Why walking part-way to work may be better for you than a causal stroll

Benefits from taking a walk may depend on your destination, according to a new study from The Ohio State University.

Doctors concerned about your health suggest getting 150 minutes of moderate exercise weekly.

“When you walk with a purpose, you will be walking faster, which increases the intensity of your physical activity,” said Gulsah Akar, professor of city and regional planning at The Ohio State University.

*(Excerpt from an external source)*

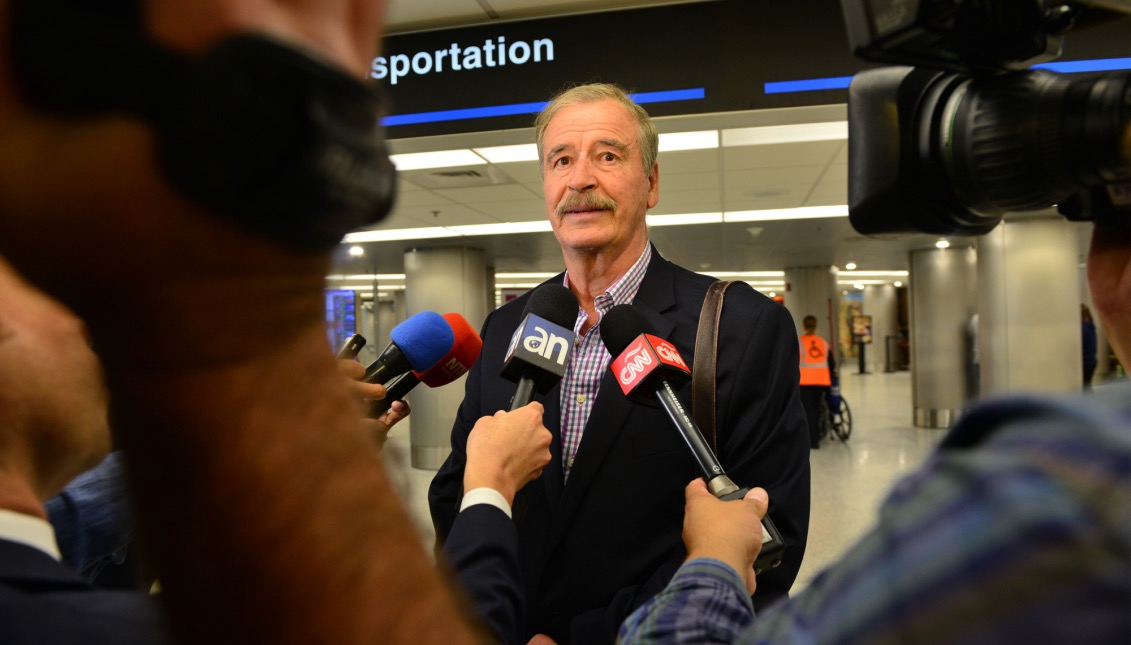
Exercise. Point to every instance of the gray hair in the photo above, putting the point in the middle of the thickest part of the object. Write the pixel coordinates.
(592, 93)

Referencing the study published in the Journal of Transport and Health, Akar said walkers perceived themselves to be in better health if most walks were purpose-driven to places like work or the grocery store versus walking mostly for leisure.

The study involved data from more than 125,000 participants in the 2017 National Household Travel Survey, who were asked to rank their health on a scale of 1 (very poor) through 5 (excellent).

Those routinely walking, even 10 minutes to a bus stop for work, increased the odds of having a 6% higher self-reported health score than people walking for other reasons.

Whatever the motivation or destination, Akar said there is no downside.

“All else being equal — those who walk tend to feel healthier,” Akar said. “All walking counts.”

She noted that following through with exercise goals is easier when activities are embedded into your schedule, such as commuting to work.

“It doesn’t cost you anything, it doesn’t need any new skills, and it doesn’t need extra planning,” Akar said. “Instead of setting aside separate time going to a gym or setting aside separate times for recreational activities.”

Akar also said that planners and decision-makers could support home-based trips that include people walking in their neighborhoods.

“We should consider building sidewalks. We can consider building rest areas for commutes and other walking trips, which tend to be longer in distance and duration,” Akar said. “We can also encourage development patterns in neighborhoods where residents can reach various destinations within short distances and integrate walking into daily routines. Then they will walk more, and this will increase their health.”